Biz ne kadar dikkatli olsak da eğitim sistemimizin yarışmacı yapısı nedeniyle veliler hep öğrenciye nasıl destek vereceklerinin arayışındalar. Siz sadece anne baba olarak çocuğunuzu sevin, öğretmenlik rolünü üstlenmeyin desek de bir şey değişmiyor. Helikopter ebeveynler çocukları adına her işi yapmaya hazır, herkes kendi çocuğu terlemesin diye hamama giriyor. Bu yapı ve anlayışın sonucu da öğrencilerin artık sadece dışsal motivasyonla çalışıyor olması. Öğrenme sorumluluğunu öğrencilerden alalı, ailelere ve öğretmenlere vereli çok oldu.
Çalıştığım okulların birinde veli görüşmeleri cumartesi günü randevulu yapılırdı. Ben sınıfta otururken, onar dakika arayla veliler gelirdi. Öğrenci velisi rolü kadındaydı ve kapı açıldığında çoğunlukla anneleri görürdüm. Baba-anne beraber geldiğinde de sevinirdim, ne kadar bilinçli aile diye. Böyle bir veli görüşmesinde kapı açıldığında içeri baba ve annenin yanı sıra çocuk da girdi. Şaşırmıştım, aile hemen açıklama yaptı, bu görüşme bizi değil aslında onu ilgilendiriyordu. "Çocuğumuzla ilgili konuştuklarımızı onun duymamasının haksızlık olacağını düşünüyoruz." O güne kadar yaptığım en verimli görüşme gerçekleşti. Öğrenci söz aldı, kendini anlattı, biz yorum yaptık, o değerlendirme yaptı ve kendi öğrenme süreçleri ile ilgili kararlar aldı. Rolün gerçek sahibi iş başındaydı.
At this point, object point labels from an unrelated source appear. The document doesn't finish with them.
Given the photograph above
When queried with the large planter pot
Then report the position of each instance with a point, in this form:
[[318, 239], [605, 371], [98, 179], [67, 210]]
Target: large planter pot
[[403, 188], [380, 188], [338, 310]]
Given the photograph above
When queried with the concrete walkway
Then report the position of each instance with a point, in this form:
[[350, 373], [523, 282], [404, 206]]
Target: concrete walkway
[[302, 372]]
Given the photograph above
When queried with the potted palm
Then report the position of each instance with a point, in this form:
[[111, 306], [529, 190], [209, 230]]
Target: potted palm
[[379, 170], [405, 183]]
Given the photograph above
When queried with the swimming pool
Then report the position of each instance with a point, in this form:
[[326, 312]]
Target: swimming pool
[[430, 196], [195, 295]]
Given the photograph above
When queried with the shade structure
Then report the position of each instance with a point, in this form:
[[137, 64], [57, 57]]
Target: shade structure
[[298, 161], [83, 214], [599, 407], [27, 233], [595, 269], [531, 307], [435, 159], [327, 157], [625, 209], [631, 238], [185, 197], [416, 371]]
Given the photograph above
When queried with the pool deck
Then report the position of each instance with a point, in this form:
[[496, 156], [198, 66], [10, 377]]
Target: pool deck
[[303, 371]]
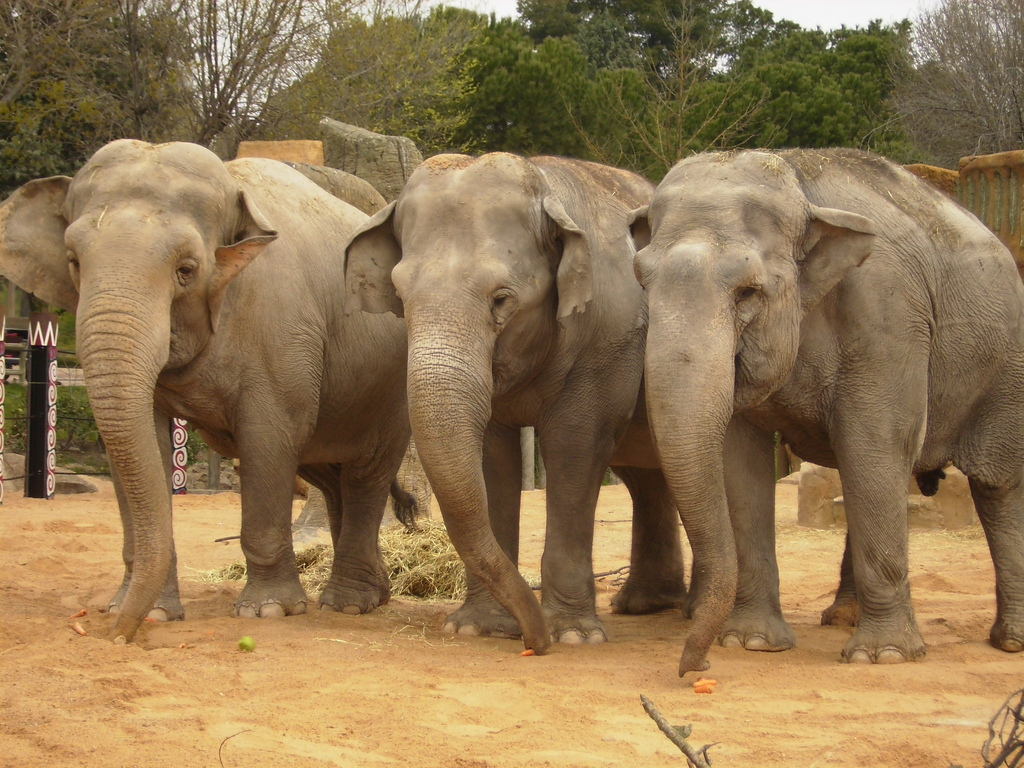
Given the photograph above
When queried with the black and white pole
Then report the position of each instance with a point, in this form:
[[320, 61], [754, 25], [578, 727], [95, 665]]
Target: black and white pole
[[41, 436], [3, 386]]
Bu görüşmenin aydınlatmasıyla düşündüm. Biz, öğrenciler neden kendi öğrenme sorumluluklarını almıyorlar diye hayıflanırken onlara bu sorumluluğu verecek alanlar açmıyorduk. İlk iş sınıfımdaki öğrencilerle bireysel görüşmeler yapmaya başlamak oldu. Sınıfta öğrenciler kendi işlerini yaparken, çalışma kağıtlarını tamamlarken ben öğrencileri tek tek yanıma çağırıp kapının biraz dışına çıkardığım masada onlarla akademik ve sosyal alandaki güçlü ve gelişmesi gereken alanlarla ilgili paylaşım yapmaya başladım.
Bu görüşmelerde bir de öğrenme performansları ile ilgili yorumları onlardan alıyordum. Bu toplantılardan da öğrenci kendine hedefler koyarak ayrılıyordu. Bu görüşmelerde öğrenciler kendilerine ayrılan özel zaman diliminden dolayı çok mutlu oldular. Her biri de kendi öğrenme süreçlerinin çok farkındaydı. Bizim bunu görmememizin nedeni, hiç sormamış olmamızdı.
Yöneticilik yaptığım okulda öğretmenlerle yaptığım paylaşımda öğrenci-öğretmen görüşmelerini ortak kararla zorunlu hale getirdik ve bir yarım günü bu görüşmelere ayırdık. Öğrenciler aynı velileri gibi ellerinde not defterleri ile öğretmen kapılarında sıra oldular. Her biri müzik, beden eğitimi, fen bilimleri, sosyal bilgiler ve diğer öğretmenleri ile sırayla ve kendilerine ayrılan sürede görüşmeler yaptılar. Bu görüşmeler ne derece yararlı oldu bir ölçeğim yok ama öznel yorumum şu ki öğrenciye “öğrenme sorumluluğu sende” demek ve onları bu sürece dahil edecek ipuçlarını vermek çok değerli.